Search code examples
regexrakumultiset

Perl6: Confused about BagHash/Matching


I'm attempting to count matches of a regex using a BagHash, and getting odd results.

my $fh = open "versions.txt";
my $versions = BagHash.new();

while (defined my $line = $fh.get) {
    my $last = '';
    if $line ~~ /(\d+)\.?(\d*)/ {
        say 'match ' ~ $/[0];
        if $last !eq  $/[0] {
            say 'not-same: ' ~ $/[0];
            $versions{$/[0]}++
        }
        $last = $/[0];
    }
    else {
        $last = '';
   }

}

say 'count: ' ~ $versions.elems;

Output is:

match 234
not-same: 234
match 999
not-same 999
count: 1 # I expect 2 here. 

The test case I'm working with is:

version history thingy

version=234.234
version=999

What am I missing?


Solution

  • You are resetting $last with each iteration. Also, don't trust say. It's meant to be used to avoid flooding a terminal or logfile with infinite lists. Use dd (Rakudo internal) or a module to dump debug output. If you would have used dd would would have seen that $/[0] contains a Match, a complex structure that is not suited to generate Hash keys.

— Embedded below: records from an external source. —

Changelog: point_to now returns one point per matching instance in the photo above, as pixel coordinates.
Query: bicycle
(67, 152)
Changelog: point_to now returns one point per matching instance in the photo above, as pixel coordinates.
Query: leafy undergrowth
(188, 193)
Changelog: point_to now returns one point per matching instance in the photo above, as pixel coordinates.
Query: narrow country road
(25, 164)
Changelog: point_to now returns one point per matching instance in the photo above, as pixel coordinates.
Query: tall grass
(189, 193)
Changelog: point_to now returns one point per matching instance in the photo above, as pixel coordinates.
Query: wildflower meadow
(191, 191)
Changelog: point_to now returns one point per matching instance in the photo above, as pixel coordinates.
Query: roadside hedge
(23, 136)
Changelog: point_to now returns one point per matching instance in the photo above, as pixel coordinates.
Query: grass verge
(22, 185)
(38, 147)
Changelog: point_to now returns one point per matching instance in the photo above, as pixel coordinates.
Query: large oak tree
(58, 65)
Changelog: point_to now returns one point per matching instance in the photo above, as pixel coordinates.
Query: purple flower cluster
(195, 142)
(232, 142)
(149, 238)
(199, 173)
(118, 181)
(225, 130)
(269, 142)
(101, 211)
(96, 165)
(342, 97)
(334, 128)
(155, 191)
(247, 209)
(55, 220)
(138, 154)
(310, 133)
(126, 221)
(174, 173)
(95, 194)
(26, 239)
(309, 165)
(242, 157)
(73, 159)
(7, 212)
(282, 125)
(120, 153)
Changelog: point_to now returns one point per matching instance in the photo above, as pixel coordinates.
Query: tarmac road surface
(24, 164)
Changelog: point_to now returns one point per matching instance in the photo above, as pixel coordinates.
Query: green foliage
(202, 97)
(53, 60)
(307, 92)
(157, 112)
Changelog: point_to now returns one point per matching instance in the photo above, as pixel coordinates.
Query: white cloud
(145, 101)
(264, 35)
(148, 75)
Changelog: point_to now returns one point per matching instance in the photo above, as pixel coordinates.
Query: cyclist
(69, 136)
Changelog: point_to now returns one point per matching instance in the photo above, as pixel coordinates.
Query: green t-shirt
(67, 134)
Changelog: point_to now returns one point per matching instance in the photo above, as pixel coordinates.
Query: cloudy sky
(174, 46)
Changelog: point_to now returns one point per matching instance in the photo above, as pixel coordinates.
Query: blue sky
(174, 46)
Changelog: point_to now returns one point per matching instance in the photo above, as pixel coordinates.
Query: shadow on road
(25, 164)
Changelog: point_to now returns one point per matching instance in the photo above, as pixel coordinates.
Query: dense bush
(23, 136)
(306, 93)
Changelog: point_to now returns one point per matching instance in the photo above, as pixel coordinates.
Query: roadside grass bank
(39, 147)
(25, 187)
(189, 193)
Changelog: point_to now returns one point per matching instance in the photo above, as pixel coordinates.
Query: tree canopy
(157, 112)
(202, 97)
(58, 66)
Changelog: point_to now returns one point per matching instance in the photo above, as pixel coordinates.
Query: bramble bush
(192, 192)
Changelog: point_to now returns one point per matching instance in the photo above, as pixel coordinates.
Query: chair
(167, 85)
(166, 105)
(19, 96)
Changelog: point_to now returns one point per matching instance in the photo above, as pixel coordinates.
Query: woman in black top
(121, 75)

    # my @lines = slurp('version.txt');
    my @lines = ('version=234.234', 'version=999');
    my BagHash $versions.=new;
    for @lines {
        ENTER my $last = '';
        if .Str ~~ /(\d+) '.'? (\d*)/ {
            $versions{$0.Str}++ if $last ne $0.Str;
            $last = $0.Str
        }else{
            $last = ''
        }
    };
    
    dd $versions;
    # OUTPUT«BagHash $versions = ("234"=>1,"999"=>1).BagHash␤»
    

    The whole point of BagHash is that it's constructor will do the counting for you. If you supply lazy lists all the way down, this can be fairly efficient.

    my @lines = ('version=234.234', 'version=999');
    dd BagHash.new(@lines».split('=')».[1]);
    # OUTPUT«("234.234"=>1,"999"=>1).BagHash␤»